Nick Nardacci

Profile
- Positions: Halfback; quarterback;

Personal information
- Born: May 24, 1901 Youngstown, Ohio, U.S.
- Died: August 28, 1961 (aged 60) Youngstown, Ohio, U.S.
- Listed height: 5 ft 10 in (1.78 m)
- Listed weight: 160 lb (73 kg)

Career information
- High school: Rayen (Youngstown)
- College: West Virginia

Career history
- Cleveland Bulldogs (1925);

Awards and highlights
- Second-team All-American (1922);
- Stats at Pro Football Reference

= Nick Nardacci =

American football player (1901–1961)

Nicholas James Nardacci (May 24, 1901 – August 28, 1961) was an American professional football halfback and quarterback.

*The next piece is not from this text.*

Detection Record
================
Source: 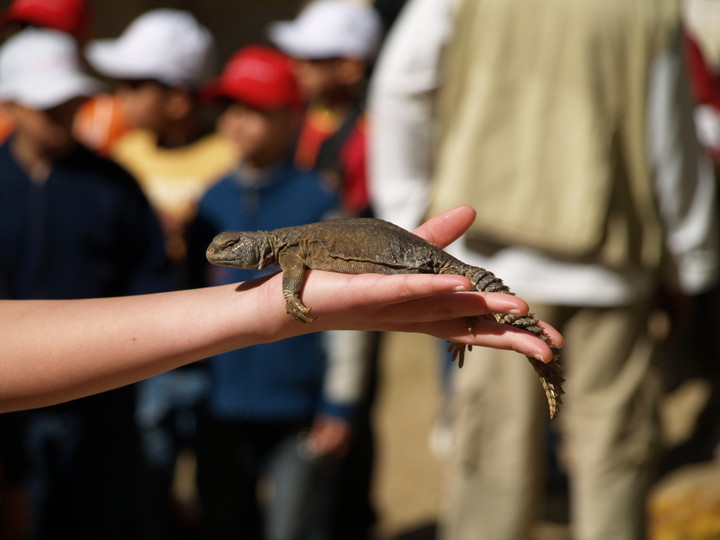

He played college football for the West Virginia Mountaineers and joined the Cleveland Bulldogs of the National Football League (NFL) for one season in 1925.

==Early life==
Nardacci was born in Youngstown, Ohio and graduated from Rayen High School in Youngstown.

==College career==
At West Virginia University, he played college football for the West Virginia Mountaineers teams that compiled a record of 25–2–2 in Nardacci's three years as a starter from 1922 to 1924. He played on the 1922 team that played in the school's first post-season game and is the only undefeated football team in West Virginia history. Nardacci rushed for 120 yards and one touchdown in the San Diego East-West Christmas Classic, played in San Diego on Christmas Day 1922, and also threw a touchdown pass, to lead West Virginia to a win over the Gonzaga Bulldogs. He was selected as a second-team All-American by the Chicago Tribune after the 1922 season. Nardacci played an important part in West Virginia's rivalry games against the Pittsburgh Panthers and Washington & Jefferson Presidents. In the final regular-season game of 1922, Nardacci caught an 8-yard touchdown pass against Washington & Jefferson in a 14–0 win to keep West Virginia undefeated. In 1923, playing against Pop Warner's Pittsburgh Panthers, Nardacci scored a nine-yard touchdown on a sweep and caught a three-yard pass for a second touchdown. He also muffed a punt, leading to a Pittsburgh touchdown; West Virginia won the game 13–7, emerging victorious from the rivalry game in consecutive years after failing to win in the previous eleven seasons.

==Professional career==
Nardacci played one year of professional football for the Cleveland Bulldogs in the National Football League (NFL) in 1925, playing in two games and starting in one.